Securing Microsoft Copilot requires detecting this specific pattern, not just flagging public agents in isolation.
Single-factor risk scoring is not wrong. It is incomplete. In agentic AI environments, the critical risks are compound events: two or three medium-severity factors appearing simultaneously on the same agent, each one enabling the next to cause real harm. Standard tooling rates each factor in isolation and produces a list of medium findings that no one prioritizes.
The AI agent toxic combination framework changes the question from "how risky is this factor" to "what is the worst combination of factors present on this agent right now." That question produces a fundamentally different triage list, one where the most urgent items are not the loudest individual alerts but the quietest compound configurations.
Runtime truth is what makes combination scoring possible. Theoretical configuration tells you what factors exist on paper. Effective authority tells you what those factors enable in practice. The gap between those two views is where the most dangerous combinations live.
Inventory your agents. Map their factors. Score their combinations. Start with the public-facing population. That is where the critical combinations are most concentrated, and that is where deterministic guardrails for probabilistic agents will have the most immediate impact.

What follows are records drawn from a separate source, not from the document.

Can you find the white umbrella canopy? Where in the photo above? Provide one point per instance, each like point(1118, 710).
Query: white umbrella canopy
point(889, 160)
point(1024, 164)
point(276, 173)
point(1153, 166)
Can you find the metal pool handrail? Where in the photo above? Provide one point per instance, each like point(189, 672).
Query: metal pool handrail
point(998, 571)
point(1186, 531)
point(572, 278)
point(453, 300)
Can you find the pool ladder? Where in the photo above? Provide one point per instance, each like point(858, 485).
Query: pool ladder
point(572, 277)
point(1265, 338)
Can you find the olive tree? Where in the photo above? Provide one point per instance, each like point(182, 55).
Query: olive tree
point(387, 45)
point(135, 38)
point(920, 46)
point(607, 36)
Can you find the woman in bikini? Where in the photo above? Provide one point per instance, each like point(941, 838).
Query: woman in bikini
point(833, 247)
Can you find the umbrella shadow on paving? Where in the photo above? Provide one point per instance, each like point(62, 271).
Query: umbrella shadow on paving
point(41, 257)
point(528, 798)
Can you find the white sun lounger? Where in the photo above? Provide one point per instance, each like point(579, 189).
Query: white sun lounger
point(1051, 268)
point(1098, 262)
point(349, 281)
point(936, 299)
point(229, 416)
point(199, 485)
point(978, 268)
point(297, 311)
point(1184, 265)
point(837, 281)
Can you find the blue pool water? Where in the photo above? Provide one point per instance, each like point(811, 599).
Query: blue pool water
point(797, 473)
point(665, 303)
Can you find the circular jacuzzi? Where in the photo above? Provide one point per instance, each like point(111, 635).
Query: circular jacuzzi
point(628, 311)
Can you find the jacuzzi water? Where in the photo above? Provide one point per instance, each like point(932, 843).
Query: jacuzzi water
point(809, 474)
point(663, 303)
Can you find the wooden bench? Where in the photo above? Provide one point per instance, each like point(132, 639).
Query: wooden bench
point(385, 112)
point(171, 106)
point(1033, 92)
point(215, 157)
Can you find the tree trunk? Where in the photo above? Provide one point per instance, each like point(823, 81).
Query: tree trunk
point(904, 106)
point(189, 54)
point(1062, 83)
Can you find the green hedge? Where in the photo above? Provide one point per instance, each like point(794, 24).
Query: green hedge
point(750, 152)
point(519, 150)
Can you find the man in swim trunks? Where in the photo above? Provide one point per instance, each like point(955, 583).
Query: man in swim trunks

An AI agent toxic combination is a security condition where two or more individually medium-severity risk factors appear simultaneously on the same agent, compounding to high or critical severity. No single factor triggers a critical alert on its own. The combination of factors creates a viable, often undetected attack path.

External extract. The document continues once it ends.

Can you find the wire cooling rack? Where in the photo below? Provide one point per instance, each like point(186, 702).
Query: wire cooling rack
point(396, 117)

Standard scoring frameworks like CVSS evaluate each finding in isolation. They are designed for discrete vulnerabilities with self-contained impact. Agentic AI risk is compound: each factor enables the next one. A scoring model that does not evaluate factors in combination will consistently underrate the most dangerous agent configurations.
The most common critical combination is public or org-wide accessibility combined with maker mode admin credentials. This pattern enables the confused deputy attack: any user can invoke the agent and receive data at the creator's permission level, bypassing all IAM controls. It is very common in Microsoft Copilot Studio and ChatGPT Enterprise deployments.

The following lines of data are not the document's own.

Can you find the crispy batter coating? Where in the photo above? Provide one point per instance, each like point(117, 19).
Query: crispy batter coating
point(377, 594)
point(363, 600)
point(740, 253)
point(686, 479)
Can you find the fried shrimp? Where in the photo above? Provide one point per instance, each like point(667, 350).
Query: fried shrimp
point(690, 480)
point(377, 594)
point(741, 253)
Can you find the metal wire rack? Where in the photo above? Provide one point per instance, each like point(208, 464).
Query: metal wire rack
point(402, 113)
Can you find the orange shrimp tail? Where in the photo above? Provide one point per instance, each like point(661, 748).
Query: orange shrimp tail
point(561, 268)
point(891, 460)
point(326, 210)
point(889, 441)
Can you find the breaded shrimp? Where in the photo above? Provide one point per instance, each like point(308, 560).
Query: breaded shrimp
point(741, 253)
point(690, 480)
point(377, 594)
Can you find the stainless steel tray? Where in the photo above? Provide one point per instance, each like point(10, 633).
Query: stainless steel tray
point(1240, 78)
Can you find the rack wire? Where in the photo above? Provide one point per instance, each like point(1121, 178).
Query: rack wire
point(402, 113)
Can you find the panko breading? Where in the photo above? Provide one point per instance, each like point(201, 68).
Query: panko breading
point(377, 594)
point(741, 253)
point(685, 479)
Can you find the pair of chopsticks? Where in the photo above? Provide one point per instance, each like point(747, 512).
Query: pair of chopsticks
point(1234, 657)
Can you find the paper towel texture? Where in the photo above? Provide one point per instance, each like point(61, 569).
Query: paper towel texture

A confused deputy attack occurs when an agent with elevated permissions is invoked by a user who does not hold those permissions. The agent acts as a trusted deputy, executing the invoker's request using credentials the invoker was never granted. The agent behaves exactly as configured. No access control was technically violated. But the user extracted data they had no right to see.
Start with inventory. You cannot score combinations you cannot see. Use a platform that provides a single pane of glass across your AI agent builders, including Copilot Studio, Agentforce, Bedrock, Vertex, and n8n. Once you have an inventory, map risk factors per agent. Then apply combination scoring rules. The public-facing agent population is the highest-priority starting point because it contains the highest concentration of critical combinations.